Hipnotizado, miraba aquella manera de trabajar fruto de la experiencia y de la paciencia que te dan los —muchos— años y, entre filloa y filloa, disfrutaba de los cuentos de mi abuelo sobre la Guerra Civil, de cuando trabajó de cantero antes de jubilarse, o de lo dura que fue su vida y cómo salió adelante. Incluso intentaba enseñarme ese lenguaje medio olvidado del latín de los canteros. Un hombre duro como las piedras con las que había trabajado siempre y, sin embargo, con un calor humano más allá de lo imaginable. Así, pasaba horas enteras con sus historias mientras esperaba, con la boca hecha agua, a que me diera una de aquellas filloas aún calientes.

Loa al Entroido —visto con ojos de niño— — Omnivoraz

Cuando se acercaba el mediodía, espiaba desde la era por la ventana de la cocina. Allí estaba mi madre. Siempre sospeché que tenía seis brazos, porque no era normal atender a tantas cosas a la vez.

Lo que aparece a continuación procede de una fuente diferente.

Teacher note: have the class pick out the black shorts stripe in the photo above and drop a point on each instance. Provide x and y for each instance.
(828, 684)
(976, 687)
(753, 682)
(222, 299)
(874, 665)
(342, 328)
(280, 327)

Cuando se acercaba el mediodía, espiaba desde la era por la ventana de la cocina. Allí estaba mi madre, con la cazuela de cocido al fuego mientras preparaba otra mezcla para las orellas del postre, que las de la anterior ya se estaban friendo en la sartén. Siempre sospeché que tenía seis brazos, porque no era normal atender a tantas cosas a la vez. Entonces entraba calladito, y otro estallido de sonidos y aromas impactaba mis sentidos: escuchaba la fritura de las orellas y el cocer de los grelos dentro de aquella enorme cazuela, de la que procedía un agradable olor a verdura mezclada con las penúltimas piezas del salero. Para culminar, en el último recuadro de la mesa de mármol que rodeaba la cocina de leña, la mezcla con la que rellenar el bandullo —estómago— de cerdo para preparar mi dulce favorito: leche, harina, azúcar, huevos cocidos, hebras de lacón, trozos de chorizo, higos, uvas pasas y algún pedacito de miga del pan de mollete. Relleno y cosido, el bandullo se echaba a cocer, instante en el que mi madre me decía aquella frase con la que me ganaba para todo el día: «Si te portas bien, con la masa que sobró te hago unas filloas gordas». Así quedaba yo hecho un santo, por lo menos hasta que tenía en mi mano las codiciadas filloas.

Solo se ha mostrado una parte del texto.